By the traingle inequality, we know that $\left| x + y \right| \leq \left| x \right| + \left| y \right|$. If $\left| x + y \right| = 0$, your inequality holds trivially. Therefore, we shall consider the case when $0 < \left| x + y \right| \leq \left| x \right| + \left| y \right|$.

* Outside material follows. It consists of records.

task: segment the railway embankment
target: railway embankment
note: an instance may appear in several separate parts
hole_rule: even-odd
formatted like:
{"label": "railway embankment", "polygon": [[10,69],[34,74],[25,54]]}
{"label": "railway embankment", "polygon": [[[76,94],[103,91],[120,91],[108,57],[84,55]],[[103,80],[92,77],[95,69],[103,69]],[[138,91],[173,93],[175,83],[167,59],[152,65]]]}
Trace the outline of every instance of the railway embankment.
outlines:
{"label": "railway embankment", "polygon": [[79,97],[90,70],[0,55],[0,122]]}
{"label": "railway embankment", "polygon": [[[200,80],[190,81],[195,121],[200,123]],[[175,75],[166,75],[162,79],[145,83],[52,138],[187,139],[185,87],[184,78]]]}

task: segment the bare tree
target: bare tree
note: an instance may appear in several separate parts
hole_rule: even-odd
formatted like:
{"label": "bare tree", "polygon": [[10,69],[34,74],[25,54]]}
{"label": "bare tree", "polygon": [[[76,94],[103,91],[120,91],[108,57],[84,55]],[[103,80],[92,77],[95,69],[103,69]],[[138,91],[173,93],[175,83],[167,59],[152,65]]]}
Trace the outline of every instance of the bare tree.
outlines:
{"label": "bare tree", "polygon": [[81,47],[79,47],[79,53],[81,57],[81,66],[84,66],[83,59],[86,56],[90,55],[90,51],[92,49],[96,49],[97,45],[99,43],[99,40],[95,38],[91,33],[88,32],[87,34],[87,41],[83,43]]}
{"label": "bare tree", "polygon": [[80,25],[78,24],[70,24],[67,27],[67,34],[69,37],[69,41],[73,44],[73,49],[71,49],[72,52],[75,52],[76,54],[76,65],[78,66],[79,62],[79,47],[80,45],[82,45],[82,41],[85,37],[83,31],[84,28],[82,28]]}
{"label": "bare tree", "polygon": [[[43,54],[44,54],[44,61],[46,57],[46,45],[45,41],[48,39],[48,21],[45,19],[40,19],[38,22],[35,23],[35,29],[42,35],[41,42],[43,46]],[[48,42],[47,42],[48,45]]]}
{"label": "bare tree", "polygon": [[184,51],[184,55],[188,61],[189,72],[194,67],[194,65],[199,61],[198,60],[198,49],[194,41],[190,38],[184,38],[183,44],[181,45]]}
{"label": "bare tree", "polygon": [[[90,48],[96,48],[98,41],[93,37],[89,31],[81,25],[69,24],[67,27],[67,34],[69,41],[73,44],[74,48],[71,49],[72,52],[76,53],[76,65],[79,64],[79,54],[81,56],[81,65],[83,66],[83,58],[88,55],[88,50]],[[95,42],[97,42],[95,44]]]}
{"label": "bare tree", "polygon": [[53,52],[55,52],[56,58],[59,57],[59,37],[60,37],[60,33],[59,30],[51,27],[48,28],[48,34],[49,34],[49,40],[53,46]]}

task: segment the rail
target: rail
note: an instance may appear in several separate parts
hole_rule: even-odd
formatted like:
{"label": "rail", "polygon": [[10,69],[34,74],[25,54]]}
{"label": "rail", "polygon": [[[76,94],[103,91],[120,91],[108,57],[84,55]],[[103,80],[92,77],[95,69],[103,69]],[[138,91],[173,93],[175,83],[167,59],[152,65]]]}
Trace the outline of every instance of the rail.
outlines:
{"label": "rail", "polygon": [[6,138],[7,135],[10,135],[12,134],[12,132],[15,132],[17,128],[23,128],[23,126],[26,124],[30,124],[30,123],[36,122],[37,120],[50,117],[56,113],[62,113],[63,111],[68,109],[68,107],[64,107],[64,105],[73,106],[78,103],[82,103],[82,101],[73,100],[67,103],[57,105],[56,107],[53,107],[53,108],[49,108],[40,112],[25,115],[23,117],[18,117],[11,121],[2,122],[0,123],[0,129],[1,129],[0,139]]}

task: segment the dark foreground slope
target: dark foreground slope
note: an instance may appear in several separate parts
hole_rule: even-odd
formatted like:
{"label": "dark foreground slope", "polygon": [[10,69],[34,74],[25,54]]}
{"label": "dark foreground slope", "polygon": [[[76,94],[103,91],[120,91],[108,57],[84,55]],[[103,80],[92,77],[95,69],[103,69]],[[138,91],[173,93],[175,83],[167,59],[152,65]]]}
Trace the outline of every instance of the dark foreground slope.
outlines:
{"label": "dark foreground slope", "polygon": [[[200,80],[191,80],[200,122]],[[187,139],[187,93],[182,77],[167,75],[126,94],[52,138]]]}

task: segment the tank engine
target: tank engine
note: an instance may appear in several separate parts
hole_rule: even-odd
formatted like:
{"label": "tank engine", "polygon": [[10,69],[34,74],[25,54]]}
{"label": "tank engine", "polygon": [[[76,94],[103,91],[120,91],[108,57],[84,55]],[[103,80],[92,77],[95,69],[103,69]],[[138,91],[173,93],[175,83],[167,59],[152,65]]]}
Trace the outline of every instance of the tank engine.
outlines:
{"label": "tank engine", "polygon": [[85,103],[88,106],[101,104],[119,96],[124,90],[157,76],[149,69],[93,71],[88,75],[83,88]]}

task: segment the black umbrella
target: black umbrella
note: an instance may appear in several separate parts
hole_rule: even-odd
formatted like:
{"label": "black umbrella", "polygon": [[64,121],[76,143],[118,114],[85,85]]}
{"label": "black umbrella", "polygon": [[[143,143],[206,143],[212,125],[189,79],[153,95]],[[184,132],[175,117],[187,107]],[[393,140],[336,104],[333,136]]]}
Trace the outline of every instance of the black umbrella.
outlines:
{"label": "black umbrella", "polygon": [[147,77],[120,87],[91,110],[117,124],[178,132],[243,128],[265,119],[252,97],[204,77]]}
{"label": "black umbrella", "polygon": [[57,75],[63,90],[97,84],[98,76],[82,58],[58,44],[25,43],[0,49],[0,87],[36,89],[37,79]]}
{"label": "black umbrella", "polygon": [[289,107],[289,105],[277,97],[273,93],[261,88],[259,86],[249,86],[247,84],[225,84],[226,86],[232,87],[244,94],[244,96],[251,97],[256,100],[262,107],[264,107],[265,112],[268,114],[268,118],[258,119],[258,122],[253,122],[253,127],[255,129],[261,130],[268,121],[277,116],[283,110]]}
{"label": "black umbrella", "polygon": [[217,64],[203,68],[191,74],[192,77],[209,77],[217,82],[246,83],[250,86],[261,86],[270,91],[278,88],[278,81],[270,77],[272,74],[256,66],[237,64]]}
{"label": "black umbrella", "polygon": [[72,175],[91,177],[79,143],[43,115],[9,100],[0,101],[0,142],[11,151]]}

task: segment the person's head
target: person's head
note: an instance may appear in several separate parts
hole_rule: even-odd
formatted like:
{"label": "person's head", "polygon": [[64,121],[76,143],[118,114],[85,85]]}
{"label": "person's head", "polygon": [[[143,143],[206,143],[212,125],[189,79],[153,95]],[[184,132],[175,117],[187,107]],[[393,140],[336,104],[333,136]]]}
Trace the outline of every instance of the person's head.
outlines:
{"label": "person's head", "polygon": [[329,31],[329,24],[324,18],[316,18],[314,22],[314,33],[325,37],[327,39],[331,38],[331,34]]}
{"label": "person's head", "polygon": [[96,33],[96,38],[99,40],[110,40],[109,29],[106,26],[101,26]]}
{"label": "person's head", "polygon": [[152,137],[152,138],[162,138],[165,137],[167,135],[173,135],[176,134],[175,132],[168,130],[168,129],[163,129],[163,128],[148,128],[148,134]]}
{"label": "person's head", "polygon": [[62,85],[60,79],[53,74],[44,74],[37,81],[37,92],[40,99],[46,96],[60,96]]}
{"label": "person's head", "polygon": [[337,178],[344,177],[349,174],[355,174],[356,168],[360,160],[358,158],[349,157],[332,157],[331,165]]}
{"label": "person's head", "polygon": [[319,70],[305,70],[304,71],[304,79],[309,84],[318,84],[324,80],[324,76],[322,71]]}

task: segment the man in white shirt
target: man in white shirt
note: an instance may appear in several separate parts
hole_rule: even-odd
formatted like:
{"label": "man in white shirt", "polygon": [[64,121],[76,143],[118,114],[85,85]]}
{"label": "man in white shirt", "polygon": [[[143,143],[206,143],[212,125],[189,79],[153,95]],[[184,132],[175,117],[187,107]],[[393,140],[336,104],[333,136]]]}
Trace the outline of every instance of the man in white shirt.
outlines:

The inequality also gives us
$$\dfrac{1}{\left| x + y \right|} \geq \dfrac{1}{\left| x \right| + \left| y \right|}.$$
Then,
$$1 + \dfrac{1}{\left| x + y \right|} \geq 1 + \dfrac{1}{\left| x \right| + \left| y \right|},$$
so that,
$$\dfrac{1}{1 + \frac{1}{\left| x + y \right|}} \leq \dfrac{1}{1 + \frac{1}{\left| x \right| + \left| y \right|}}.$$
Simple rearrangement of terms gives us
$$\dfrac{\left| x + y \right|}{1 + \left| x + y \right|} \leq \dfrac{\left| x \right|}{1 + \left| x \right| + \left| y \right|} + \dfrac{\left| y \right|}{1 + \left| x \right| + \left| y \right|}.$$
Since $\left| x \right| \geq 0$ and $\left| y \right| \geq 0$, your inequality now follows.